Can growth in the gross domestic product, the broadest measure of the nation's economy, be sustained?

That depends on what caused the components of GDP — things like consumer spending and business investment — to move up or down, and whether the growth was heavily dependent on government programs that are going away.

The 3.5 percent GDP growth rate in the July-to-September quarter represented the first positive GDP growth after four straight quarters of declining GDP. It was the largest gain in two years. But the concern is that this growth will falter given the huge problems still facing households.

Our news partner the Associated Press put together an in-depth look at the key components of GDP, showing how much each one contributed or subtracted from growth in the third quarter, along with forecasts for how they will perform going forward.

We thought you’d be interested:

CONSUMER SPENDING

HOW MUCH IT GREW: 3.4 percent rate in third quarter, best showing since early 2007.

CONTRIBUTION TO OVERALL GDP: 2.36 percentage points of the 3.5 percent third-quarter growth in GDP came from consumer spending. Car sales alone represented 1 percentage point of total growth, reflecting the success of the government's Cash for Clunkers program.

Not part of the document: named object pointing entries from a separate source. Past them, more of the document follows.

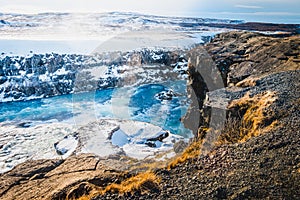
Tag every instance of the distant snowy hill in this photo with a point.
(94, 26)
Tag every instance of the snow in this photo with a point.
(119, 138)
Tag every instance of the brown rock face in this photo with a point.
(236, 56)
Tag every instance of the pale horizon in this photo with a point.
(273, 11)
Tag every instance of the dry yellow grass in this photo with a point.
(143, 182)
(255, 121)
(191, 151)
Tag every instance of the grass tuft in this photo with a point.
(193, 150)
(143, 182)
(255, 120)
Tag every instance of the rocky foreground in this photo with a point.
(246, 136)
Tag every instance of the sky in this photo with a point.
(278, 11)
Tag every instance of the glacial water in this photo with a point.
(133, 103)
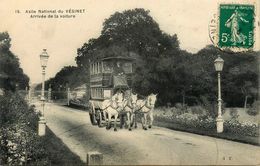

PROSPECTS: This is the biggest question facing the fledgling recovery, given that consumer spending represents 70 percent of total economic activity. Can consumers keep spending with unemployment at a 26-year high of 9.8 percent and expected to keep rising until next summer?

Economists are split. Some think the end of the Cash for Clunkers program in late August and the waning impact of various one-time tax cuts and individual payments from the $787 billion stimulus program will send consumer spending back into negative territory. That would represent a big blow to prospects for recovery.

Other analysts believe there is enough momentum that consumer spending will keep growing in the months ahead, just not as rapidly as in the third quarter.